Thursday, February 19, 2009

Ladies and gentlemen, the story you are about to hear is true...

Uh oh. I think I've found a new hobby. Now that I think I'm back into baseball cards full time, my knife hobby has fallen to the wayside. But in reality, I'm not really a knife collector, I buy a knife if I ilke it, but most of the knives I own I've carried at one point or another.

Looking back on it now, the last knife I purchased was a Spyderco about two years ago. That knife cost more than I've spent on baseball cards in the past two years combined. It's an expensive hobby. Hell, the knife I carry every day cost twice what that Spyderco did. It's an extremely expensive hobby, better that I don't think about that.



I still look at knives and there's one that I've got my eye on, but I can't seem to let myself pull the trigger on a $130 pocket knife right now.

But I digress.

Yes I think I've found myself a new hobby and fortunately for my wallet (and my ability to buy baseball cards) this one is free.

When I was a wee one, I'd get to stay up late on Friday and Saturday nights watching old shows on Nick at Nite. Back then Nick at Nite was actually worth watching, and I fell in love with shows like Car 54 Where are You, Mister Ed, I Love Lucy and a lot of others. One show in particular that I enjoyed was Dragnet.

I watched Dragnet every night. I loved it. But then Nick at Nite changed their line up and Dragnet went away.

Fast forward a few years to sometime around 2001. I was a junior in college and for the first time I had access to TV Land. One day I was skipping class (it was probably raining, I skipped class when I didn't want to get wet), lying in bed flipping through the TV and there was Dragnet, oh glorious day.

Then after Dragnet was a show called Adam-12, I'd never seen it. After that was Emergency!, I'd never seen it either. Uh oh, now I was hooked. On Tuesdays and Thursdays that semester I had a 9am class and a 12:30pm class. Somehow I consistently made it to that 9am class, but the 12:30pm class... my batting average was a little lower on that one.

So I'd skip class to watch Dragnet, Adam-12 and Emergency! That class I was skipping was a philosophy class. I probably missed more than half the classes, only turned in one of the five papers on time and wrote the other four drunk the day before final exams. Somehow I managed to get an A despite my poor attendance and what was probably drunken rambling on those papers.

TV Land eventually changed its line up and in the next semesters my class attendance improoved somewhat.

Let's hit that fast forward button once again to 2004 or 2005... not sure which. I was in the Asheville, NC mall with a friend looking around at Suncoast. I never buy anything there because they rape you on the price, but I was browsing around and saw the the first season of the 1967 version of Dragnet on DVD, and next to it was a DVD collection of 25 episodes of the 1951 TV version. Oh crap.

So after watching the black and white version first I put in the color version.

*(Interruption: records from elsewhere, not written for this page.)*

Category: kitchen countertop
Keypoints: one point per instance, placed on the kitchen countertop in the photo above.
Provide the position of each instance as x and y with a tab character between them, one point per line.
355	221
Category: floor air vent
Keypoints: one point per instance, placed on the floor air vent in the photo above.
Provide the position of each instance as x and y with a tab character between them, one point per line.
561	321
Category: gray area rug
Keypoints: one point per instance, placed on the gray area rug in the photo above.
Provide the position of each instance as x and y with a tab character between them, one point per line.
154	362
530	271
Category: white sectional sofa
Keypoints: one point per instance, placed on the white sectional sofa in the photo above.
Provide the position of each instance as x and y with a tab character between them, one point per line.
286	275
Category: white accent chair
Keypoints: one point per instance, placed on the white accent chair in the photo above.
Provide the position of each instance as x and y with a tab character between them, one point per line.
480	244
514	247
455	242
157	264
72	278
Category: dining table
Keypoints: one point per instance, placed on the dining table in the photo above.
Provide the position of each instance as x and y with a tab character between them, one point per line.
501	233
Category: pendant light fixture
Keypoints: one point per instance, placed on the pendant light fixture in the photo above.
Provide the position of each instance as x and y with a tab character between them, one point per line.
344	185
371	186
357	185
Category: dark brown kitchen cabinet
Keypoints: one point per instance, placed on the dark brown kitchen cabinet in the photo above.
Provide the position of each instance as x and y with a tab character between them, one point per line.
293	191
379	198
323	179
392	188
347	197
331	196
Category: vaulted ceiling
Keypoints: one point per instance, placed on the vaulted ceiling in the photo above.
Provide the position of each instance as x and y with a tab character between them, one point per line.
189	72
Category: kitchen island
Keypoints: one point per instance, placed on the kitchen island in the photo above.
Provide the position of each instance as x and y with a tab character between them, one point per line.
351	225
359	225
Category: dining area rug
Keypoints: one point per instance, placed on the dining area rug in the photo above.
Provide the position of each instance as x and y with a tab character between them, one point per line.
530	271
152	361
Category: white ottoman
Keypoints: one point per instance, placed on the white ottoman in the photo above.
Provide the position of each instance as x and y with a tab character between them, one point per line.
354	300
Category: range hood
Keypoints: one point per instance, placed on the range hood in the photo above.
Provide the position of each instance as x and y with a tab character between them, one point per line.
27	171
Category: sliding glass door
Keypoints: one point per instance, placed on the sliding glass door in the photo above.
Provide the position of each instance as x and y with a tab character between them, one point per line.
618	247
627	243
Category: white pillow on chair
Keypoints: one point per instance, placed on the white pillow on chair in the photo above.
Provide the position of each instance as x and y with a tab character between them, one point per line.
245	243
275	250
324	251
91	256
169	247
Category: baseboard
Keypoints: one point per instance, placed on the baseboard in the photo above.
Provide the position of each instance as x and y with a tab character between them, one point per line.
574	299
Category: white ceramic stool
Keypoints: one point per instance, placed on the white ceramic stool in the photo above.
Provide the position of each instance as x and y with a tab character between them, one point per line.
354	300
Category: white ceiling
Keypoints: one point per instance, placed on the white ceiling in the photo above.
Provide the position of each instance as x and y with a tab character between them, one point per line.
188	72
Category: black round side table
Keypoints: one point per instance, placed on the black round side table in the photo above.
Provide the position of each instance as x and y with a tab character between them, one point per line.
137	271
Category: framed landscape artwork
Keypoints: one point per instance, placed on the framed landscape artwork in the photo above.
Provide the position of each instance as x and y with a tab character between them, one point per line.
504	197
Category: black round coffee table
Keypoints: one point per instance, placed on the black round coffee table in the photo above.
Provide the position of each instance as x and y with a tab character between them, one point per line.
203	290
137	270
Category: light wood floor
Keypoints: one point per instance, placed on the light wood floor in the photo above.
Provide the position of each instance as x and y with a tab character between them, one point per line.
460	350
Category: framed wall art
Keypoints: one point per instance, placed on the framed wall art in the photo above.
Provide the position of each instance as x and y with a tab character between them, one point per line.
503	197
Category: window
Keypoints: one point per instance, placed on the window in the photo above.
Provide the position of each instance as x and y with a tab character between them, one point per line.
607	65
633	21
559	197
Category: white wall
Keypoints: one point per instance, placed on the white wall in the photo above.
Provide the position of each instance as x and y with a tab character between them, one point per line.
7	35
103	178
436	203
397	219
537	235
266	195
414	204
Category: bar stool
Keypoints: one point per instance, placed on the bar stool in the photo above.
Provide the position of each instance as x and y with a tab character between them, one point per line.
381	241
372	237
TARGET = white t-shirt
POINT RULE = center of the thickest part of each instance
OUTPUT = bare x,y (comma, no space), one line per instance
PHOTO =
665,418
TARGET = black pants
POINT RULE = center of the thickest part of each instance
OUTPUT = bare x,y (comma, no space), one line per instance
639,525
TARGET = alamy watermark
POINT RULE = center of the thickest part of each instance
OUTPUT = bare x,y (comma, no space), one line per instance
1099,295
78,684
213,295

The full season fit on two DVDs and the third disc of the set was an old radio episode, but we'll get to that shortly.

OK, we're gonna fast forward one last time to 2008 when I stumbled across this website called Hulu. Actually I stumbled across it looking for information about Adam-12 and what do I find? The first four seasons online, free... oh crap there goes some of my free time. After digging around a little more, I find Emergency! Oh no. A little bit later, I find all four seasons of the color version of Dragnet...

After watching all of that over the past several months I began to get curious about the radio version of Dragnet. Having heard that one episode that was included in the DVD set I knew it was good. So I set out to see if there was more of it online.

I imagined I'd find a few episodes here and there. It's public domain now so it's free if it's out there.

Well, it's out there. In fact the Old Time Radio Researchers Group has well over 300 episodes (Dragnet lasted on radio from 1949 to 1957). Oh no, again. So for the past several days, I've been downloading all the episodes.

After listening to about 15 of them this week, I have to say, you really don't need the TV. You don't lose any bit of the story without the image. It seems strange in a way, but then again it doesn't. I'm only 27, I've never known a time without television and ten years ago if you told me I'd be enjoying a radio show, I'd probably have laughed at you.

Of course there's the old time charm to it and I'm sure that's a little bit of the draw, but as much as I love the 1967-1970 version of Dragnet, the radio show is every bit as good, and better in a lot of ways.

Now I'm intrigued about other old radio shows. I intend to explore the OTRR site and download a few things here and there and see what my grandparents were listening to in the 30s, see what all's out there.

I don't know if I'll gain anything other than a sense of nostalgia out of any of this. But what's a hobby for?

And the best thing abuot this is, I can download a few episodes, put them on my iPod and listen to it in the car or wherever I am and have half an hour to kill.

ok, I've rambled enough and the beer is gone.

1 comments:

MMayes said...

"Yes I think I've found myself a new hobby and fortunately for my wallet (and my ability to buy baseball cards) this one is free."

Free? I've run across Hulu, too. It's costly. Costs me a lot of time. Fortunately, if you're doing radio shows, you can do that in your car. I don't listen to this channel, but if you have XM, they have a channel with old radio shows.